In grad school around 1980 I took a cab home from a midnight showing of the reggae film "The Harder They Come". The cab driver asked me out of the blue, "Is it true you can't tell the difference between +i and -i?"
Cambridge, MA but still ... unexpected.
If someone hands you a blank board representing the complex numbers, and offers to tell you either the sum or the product of any two places you put your fingers, you can work out most of the board rather quickly. There remains which way to flip the board, which way is up? +i and -i both square to -1.
This symmetry is the camel's nose under the tent of Galois theory, described in 1831 by Évariste Galois before he died in a duel at age twenty. This is one of the most amazing confluences of ideas in mathematics. It for example explains why we have the quadratic formula, and formulas solving degree 3 and 4 polynomials, but no general formula for degree 5. The symmetry of the complex plane is a toggle switch which corresponds to a square root. The symmetries of degree 3 and 4 polynomials are more involved, but can all be again translated to various square roots, cube roots... Degree 5 can exhibit an alien group of symmetries that defies such a translation.
The Greeks couldn't trisect an angle using a ruler and compass. Turns out the quantity they needed exists, but couldn't be described in their notation.

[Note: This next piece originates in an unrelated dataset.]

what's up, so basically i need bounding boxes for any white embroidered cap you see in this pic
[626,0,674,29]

Integrating a bell curve from statistics doesn't have a closed form in the notation we study in calculus, but the function exists. Statisticians just said "oh, that function" and gave it a new name.
Roots of a degree 5 polynomial exist, but again can't be described in the primitive notation of square roots, cube roots... One needs to make peace with the new "simple group" that Galois found.
This is arguably the most mind blowing thing one learns in an undergraduate math education.
can you tell if you flip -1 and 1? or just the i and -i axis is special
The original post is written by AI so I will read it briefly, but your comment is fascinating. I got through undergrad math by brute force memorization and taking the C. Or sometimes the C-. The underlying concepts were never really clear to me. I did take a good online calculus class later that helped.
However, I have questions: "Turns out the quantity they needed exists, but couldn't be described in their notation" What is this about? Sounds interesting.
"Statisticians just said "oh, that function" and gave it a new name." What is this?
I never understood there is a relationship between quadratic equations and some kind of underlying mathematic geometric symmetry. Is there a good intro to this? I only memorized how to solve them.
And the existential question. Is there a good way to teach this stuff?